Mentre le aziende invadono piano piano tutte le città d’Italia. a Milano, Torino e Bologna i fattorini si stanno organizzando in reti di lotta. A Milano i lavoratori in mobilitazione fino ad ora non hanno avuto nessuna apertura al dialogo da parte dall’azienda. L’ultima mobilitazione si è svolta il primo dicembre scorso davanti alla sede milanese di Deliveroo. La risposta dell’azienda è stata la chiusura dello sportello rider, l’unica occasione in cui i lavoratori possono incontrare fisicamente l’azienda.
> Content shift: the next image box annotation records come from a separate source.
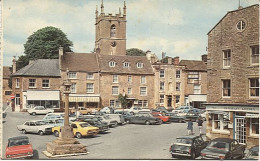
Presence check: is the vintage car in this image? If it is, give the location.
[129,113,162,125]
[201,138,246,160]
[170,135,208,159]
[17,120,53,135]
[151,112,170,123]
[244,145,259,160]
[5,136,33,159]
[27,106,54,116]
[52,122,99,139]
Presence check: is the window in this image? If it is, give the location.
[109,61,116,67]
[188,72,199,83]
[112,86,119,95]
[127,88,132,95]
[87,83,94,93]
[250,118,259,136]
[223,50,231,68]
[237,20,246,31]
[160,82,164,91]
[112,75,118,83]
[42,79,50,88]
[140,87,147,96]
[123,62,130,68]
[176,70,181,78]
[69,72,77,79]
[250,45,259,64]
[70,83,76,93]
[137,63,144,68]
[160,70,164,78]
[29,79,36,88]
[193,84,201,94]
[87,73,94,79]
[141,76,146,84]
[249,78,259,97]
[15,78,20,88]
[176,82,181,91]
[222,80,231,97]
[160,94,164,103]
[127,75,132,83]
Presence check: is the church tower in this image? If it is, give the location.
[95,0,126,55]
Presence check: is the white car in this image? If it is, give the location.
[27,106,54,115]
[17,120,53,135]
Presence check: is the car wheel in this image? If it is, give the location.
[22,129,27,134]
[76,132,82,139]
[145,121,151,125]
[53,130,59,137]
[39,131,43,136]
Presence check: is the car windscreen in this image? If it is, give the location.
[176,138,192,144]
[8,139,30,147]
[208,141,229,151]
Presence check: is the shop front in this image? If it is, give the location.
[206,104,259,147]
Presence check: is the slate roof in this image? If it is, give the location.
[13,59,60,77]
[179,60,207,71]
[98,55,154,74]
[3,66,12,79]
[61,53,99,72]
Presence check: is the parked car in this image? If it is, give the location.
[152,112,170,123]
[201,138,246,160]
[27,106,54,116]
[17,120,52,135]
[170,135,208,159]
[5,136,33,159]
[129,113,162,125]
[244,145,259,160]
[52,122,99,139]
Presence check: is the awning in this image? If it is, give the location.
[69,94,100,102]
[25,91,60,101]
[188,94,207,102]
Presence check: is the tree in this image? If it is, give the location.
[118,93,129,109]
[17,26,73,70]
[126,48,146,56]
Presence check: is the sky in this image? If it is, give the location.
[3,0,259,66]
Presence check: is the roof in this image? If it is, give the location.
[3,66,12,78]
[179,60,207,71]
[98,55,154,74]
[207,4,259,35]
[61,53,99,72]
[211,138,234,143]
[13,59,60,77]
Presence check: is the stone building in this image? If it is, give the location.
[206,5,259,147]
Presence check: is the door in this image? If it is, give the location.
[235,118,246,144]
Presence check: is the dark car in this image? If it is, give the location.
[170,135,208,159]
[244,145,259,160]
[129,113,162,125]
[201,138,246,159]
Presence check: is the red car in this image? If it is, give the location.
[152,112,170,122]
[5,136,33,159]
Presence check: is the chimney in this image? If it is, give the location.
[13,56,16,73]
[173,56,180,65]
[201,54,208,64]
[168,57,172,64]
[59,46,63,70]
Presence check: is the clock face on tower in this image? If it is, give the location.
[111,41,116,47]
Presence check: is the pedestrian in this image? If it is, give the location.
[187,119,193,135]
[198,117,203,134]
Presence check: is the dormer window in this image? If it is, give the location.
[123,62,130,68]
[137,62,144,68]
[109,61,116,67]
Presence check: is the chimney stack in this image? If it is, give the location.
[13,56,16,74]
[173,56,180,65]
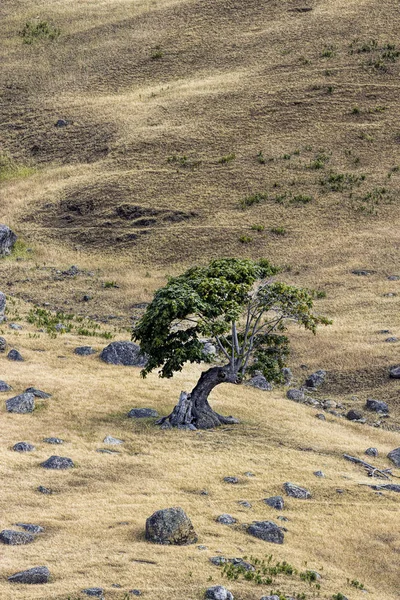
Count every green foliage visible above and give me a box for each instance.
[19,21,61,44]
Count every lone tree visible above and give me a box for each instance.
[132,258,330,429]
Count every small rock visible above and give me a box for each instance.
[286,388,305,402]
[224,476,239,483]
[13,442,35,452]
[205,585,233,600]
[215,513,236,525]
[263,496,285,510]
[306,369,326,388]
[283,481,311,499]
[25,387,51,400]
[41,456,74,470]
[74,346,96,356]
[103,435,124,446]
[6,392,35,414]
[128,408,158,419]
[247,521,284,544]
[0,529,35,546]
[7,348,24,362]
[8,567,50,584]
[365,398,389,412]
[146,507,197,546]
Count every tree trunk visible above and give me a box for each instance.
[157,365,240,429]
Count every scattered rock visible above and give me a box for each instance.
[286,388,305,402]
[74,346,96,356]
[103,435,124,446]
[0,529,35,546]
[128,408,158,419]
[146,507,197,546]
[388,448,400,468]
[306,369,326,388]
[365,398,389,413]
[6,392,35,414]
[224,476,239,483]
[283,481,311,499]
[8,567,50,584]
[215,513,236,525]
[40,456,75,469]
[0,224,17,256]
[263,496,285,510]
[13,442,35,452]
[7,348,24,362]
[25,387,51,400]
[100,342,147,367]
[205,585,233,600]
[247,521,284,544]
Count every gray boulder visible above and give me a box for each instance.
[7,348,24,362]
[128,408,158,419]
[146,507,197,546]
[13,442,35,452]
[0,224,17,256]
[264,496,285,510]
[6,392,35,414]
[40,456,75,470]
[365,398,389,413]
[8,567,50,584]
[388,448,400,468]
[100,342,147,367]
[205,585,233,600]
[286,388,305,402]
[283,481,311,500]
[306,369,326,388]
[0,529,35,546]
[247,521,284,544]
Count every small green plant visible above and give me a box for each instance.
[19,21,61,44]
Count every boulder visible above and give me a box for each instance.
[146,507,197,546]
[205,585,233,600]
[306,369,326,388]
[40,456,75,470]
[0,224,17,256]
[247,521,284,544]
[7,348,24,362]
[6,392,35,414]
[8,567,50,584]
[388,448,400,468]
[283,481,311,500]
[365,398,389,413]
[13,442,35,452]
[0,529,35,546]
[100,342,147,367]
[128,408,158,419]
[264,496,285,510]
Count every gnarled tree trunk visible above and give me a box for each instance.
[157,365,240,429]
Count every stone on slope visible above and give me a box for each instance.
[283,481,311,500]
[365,398,389,413]
[205,585,233,600]
[128,408,158,419]
[247,521,284,544]
[13,442,35,452]
[6,392,35,414]
[0,529,35,546]
[41,456,74,469]
[7,348,24,362]
[146,507,197,546]
[388,448,400,468]
[264,496,285,510]
[0,224,17,256]
[8,567,50,585]
[100,342,147,367]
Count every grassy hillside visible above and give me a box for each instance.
[0,0,400,600]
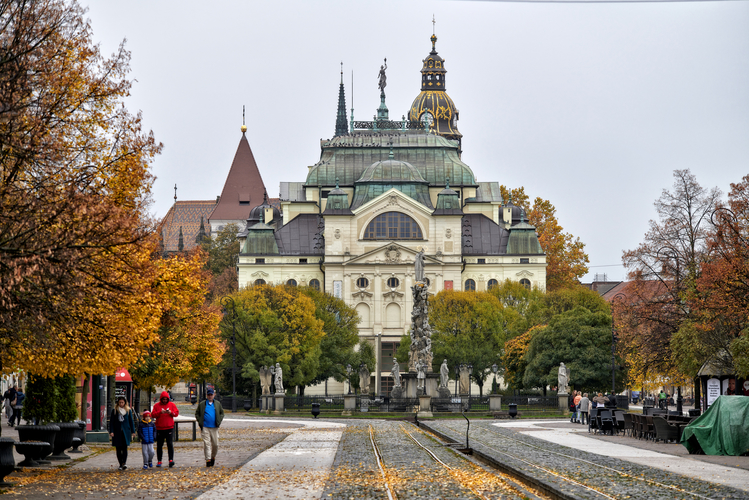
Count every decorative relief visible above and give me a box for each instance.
[385,245,401,264]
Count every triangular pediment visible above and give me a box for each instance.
[343,241,441,266]
[353,188,434,216]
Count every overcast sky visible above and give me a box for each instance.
[82,0,749,281]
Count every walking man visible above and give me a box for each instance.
[195,388,224,467]
[151,391,179,467]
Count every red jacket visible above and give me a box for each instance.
[151,392,179,431]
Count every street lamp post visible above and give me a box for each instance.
[221,296,237,413]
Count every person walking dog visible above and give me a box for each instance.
[138,410,156,469]
[109,396,135,470]
[151,391,179,467]
[195,388,224,467]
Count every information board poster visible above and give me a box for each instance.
[707,378,720,408]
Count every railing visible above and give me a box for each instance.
[502,395,559,410]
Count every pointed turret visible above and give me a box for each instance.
[208,125,265,229]
[335,63,348,137]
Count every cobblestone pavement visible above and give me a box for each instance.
[2,417,299,500]
[428,420,749,500]
[322,420,543,500]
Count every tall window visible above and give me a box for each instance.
[364,212,424,240]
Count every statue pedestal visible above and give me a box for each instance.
[341,394,356,417]
[416,396,434,418]
[401,372,440,399]
[489,394,502,411]
[273,394,286,415]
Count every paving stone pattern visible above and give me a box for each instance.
[322,421,540,499]
[428,421,747,500]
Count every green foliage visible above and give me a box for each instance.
[55,375,78,422]
[429,290,505,394]
[23,373,57,424]
[299,287,360,384]
[523,307,624,391]
[201,224,239,276]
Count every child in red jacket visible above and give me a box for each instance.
[151,391,179,467]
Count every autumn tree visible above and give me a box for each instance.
[0,0,161,376]
[221,285,325,394]
[299,287,360,394]
[614,170,721,378]
[500,186,590,290]
[426,290,505,393]
[201,224,239,298]
[129,250,225,390]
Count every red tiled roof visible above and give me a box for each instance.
[210,134,265,220]
[159,200,216,252]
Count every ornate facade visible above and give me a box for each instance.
[238,36,546,389]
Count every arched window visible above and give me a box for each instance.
[364,212,424,240]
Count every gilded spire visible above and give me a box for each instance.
[335,62,348,137]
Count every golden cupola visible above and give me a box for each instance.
[408,35,463,148]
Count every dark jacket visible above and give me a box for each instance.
[138,419,156,444]
[109,408,136,446]
[195,399,224,429]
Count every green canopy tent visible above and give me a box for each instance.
[681,396,749,456]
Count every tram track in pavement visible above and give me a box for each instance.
[421,423,736,500]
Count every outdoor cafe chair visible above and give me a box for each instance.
[653,417,679,443]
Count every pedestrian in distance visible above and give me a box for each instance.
[195,389,224,467]
[580,392,590,425]
[151,391,179,467]
[109,396,136,470]
[138,410,156,469]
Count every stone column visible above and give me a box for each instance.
[273,394,286,415]
[489,394,502,411]
[341,394,356,417]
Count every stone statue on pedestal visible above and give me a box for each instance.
[359,363,369,394]
[557,363,570,394]
[440,359,450,388]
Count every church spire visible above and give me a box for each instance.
[335,63,348,137]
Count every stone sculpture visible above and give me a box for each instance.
[271,363,284,394]
[557,362,570,394]
[440,359,450,388]
[259,365,272,396]
[458,365,471,395]
[377,57,387,92]
[359,363,369,394]
[390,358,401,388]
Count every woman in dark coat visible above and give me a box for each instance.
[109,396,136,470]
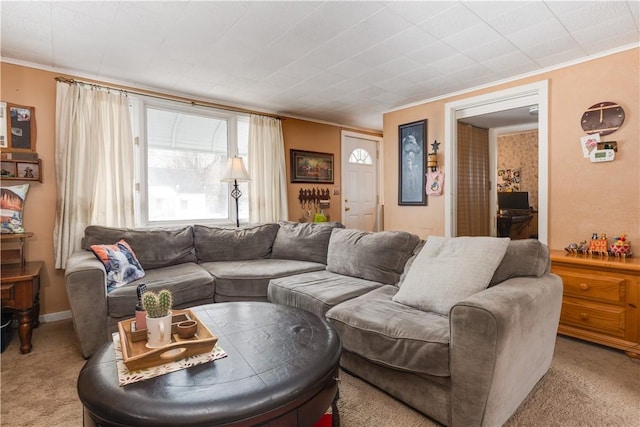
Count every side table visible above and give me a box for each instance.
[0,261,44,354]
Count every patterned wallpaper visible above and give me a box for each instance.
[498,130,538,208]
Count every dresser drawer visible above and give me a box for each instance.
[0,283,16,307]
[553,267,625,303]
[560,298,625,337]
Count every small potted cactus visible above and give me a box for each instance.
[142,289,173,318]
[142,289,173,348]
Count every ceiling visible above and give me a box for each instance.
[0,0,640,130]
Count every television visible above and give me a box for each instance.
[498,191,531,211]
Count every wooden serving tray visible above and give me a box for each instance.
[118,310,218,371]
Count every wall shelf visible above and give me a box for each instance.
[0,159,42,182]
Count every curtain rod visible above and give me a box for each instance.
[54,77,285,120]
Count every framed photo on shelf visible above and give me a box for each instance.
[16,162,40,180]
[290,150,333,184]
[3,103,36,152]
[398,120,427,206]
[0,162,16,178]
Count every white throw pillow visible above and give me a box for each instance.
[393,236,510,316]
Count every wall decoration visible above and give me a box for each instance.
[16,162,40,180]
[5,103,36,152]
[498,168,520,192]
[580,102,624,136]
[398,120,427,206]
[290,150,333,184]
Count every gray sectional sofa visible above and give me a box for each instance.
[66,222,562,426]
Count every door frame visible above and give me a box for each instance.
[444,80,549,244]
[342,130,384,231]
[489,123,538,236]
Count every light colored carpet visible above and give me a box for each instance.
[0,320,640,427]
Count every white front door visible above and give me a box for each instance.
[342,131,382,231]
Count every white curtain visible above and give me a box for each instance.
[54,82,135,268]
[249,114,289,223]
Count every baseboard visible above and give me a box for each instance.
[38,310,71,323]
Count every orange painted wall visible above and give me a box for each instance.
[282,118,341,222]
[0,63,381,314]
[0,63,64,314]
[383,48,640,252]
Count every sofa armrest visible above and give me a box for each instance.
[64,250,109,358]
[450,273,562,426]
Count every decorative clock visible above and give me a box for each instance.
[581,102,624,136]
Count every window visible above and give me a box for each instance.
[134,99,249,227]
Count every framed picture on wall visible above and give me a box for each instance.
[290,150,333,184]
[398,120,427,206]
[5,103,36,152]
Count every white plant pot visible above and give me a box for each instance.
[147,312,172,348]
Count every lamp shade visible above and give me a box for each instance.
[221,156,251,182]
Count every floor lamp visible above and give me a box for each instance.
[221,156,251,227]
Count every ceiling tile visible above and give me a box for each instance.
[418,3,482,39]
[486,2,556,36]
[386,1,456,24]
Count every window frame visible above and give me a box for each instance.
[129,95,249,228]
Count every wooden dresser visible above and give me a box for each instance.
[551,250,640,358]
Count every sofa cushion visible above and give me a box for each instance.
[193,224,280,263]
[91,240,144,292]
[327,228,420,285]
[83,225,196,270]
[326,285,450,377]
[200,259,325,302]
[268,270,382,317]
[271,221,343,265]
[393,236,510,316]
[107,262,214,318]
[489,239,550,286]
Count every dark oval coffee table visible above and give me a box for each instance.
[78,302,342,427]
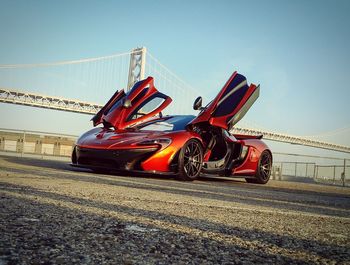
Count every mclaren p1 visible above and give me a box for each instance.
[72,72,272,184]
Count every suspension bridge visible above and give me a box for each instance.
[0,47,350,153]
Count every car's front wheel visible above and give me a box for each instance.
[246,150,272,184]
[178,139,203,181]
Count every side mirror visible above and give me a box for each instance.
[193,97,202,110]
[123,99,131,109]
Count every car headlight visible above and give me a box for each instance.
[239,145,248,160]
[138,138,171,148]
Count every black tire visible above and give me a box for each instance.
[178,139,203,181]
[245,150,272,184]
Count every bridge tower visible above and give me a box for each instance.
[127,47,147,90]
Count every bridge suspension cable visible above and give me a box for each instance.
[0,48,350,153]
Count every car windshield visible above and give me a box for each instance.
[139,115,195,132]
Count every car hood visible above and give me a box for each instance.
[77,127,174,149]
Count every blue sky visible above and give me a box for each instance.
[0,0,350,150]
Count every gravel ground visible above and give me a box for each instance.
[0,156,350,265]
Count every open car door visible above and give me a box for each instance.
[190,72,260,130]
[92,77,172,130]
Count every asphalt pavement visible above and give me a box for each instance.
[0,156,350,264]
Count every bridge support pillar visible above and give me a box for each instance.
[127,47,147,91]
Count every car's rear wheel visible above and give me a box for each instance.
[178,139,203,181]
[246,150,272,184]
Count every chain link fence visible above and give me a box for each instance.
[272,153,350,186]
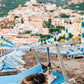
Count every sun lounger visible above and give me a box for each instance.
[0,65,74,84]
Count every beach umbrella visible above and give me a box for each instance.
[65,28,69,42]
[46,37,48,45]
[81,21,84,44]
[43,39,44,45]
[50,36,52,44]
[56,32,59,43]
[38,40,39,46]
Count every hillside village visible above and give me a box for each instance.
[0,0,84,44]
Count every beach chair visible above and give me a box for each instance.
[0,65,75,84]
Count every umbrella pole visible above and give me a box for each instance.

Tutte le mobilitazioni di questi mesi sono state fatte dovendo sempre coprirsi il viso con una maschera per evitare ritorsioni. Chi lavora con Foodora o Deliveroo viene riconosciuto con nome e cognome e per il volto. L’assenza di un rapporto fisico con l’azienda però lascia “liberi” lavoratori di denunciare le pesanti condizioni di lavoro con i loro corpi e con le loro voci. «Dall’Europa però ci arrivano buona notizie: in Belgio sono riusciti ad ottenere la paga minima oraria» ci dice speranzoso Samuel. Una conquista messa a rischio da una defiscalizzazione voluta dal governo che ha portato i rider ad organizzare la protesta anche a Bruxelles.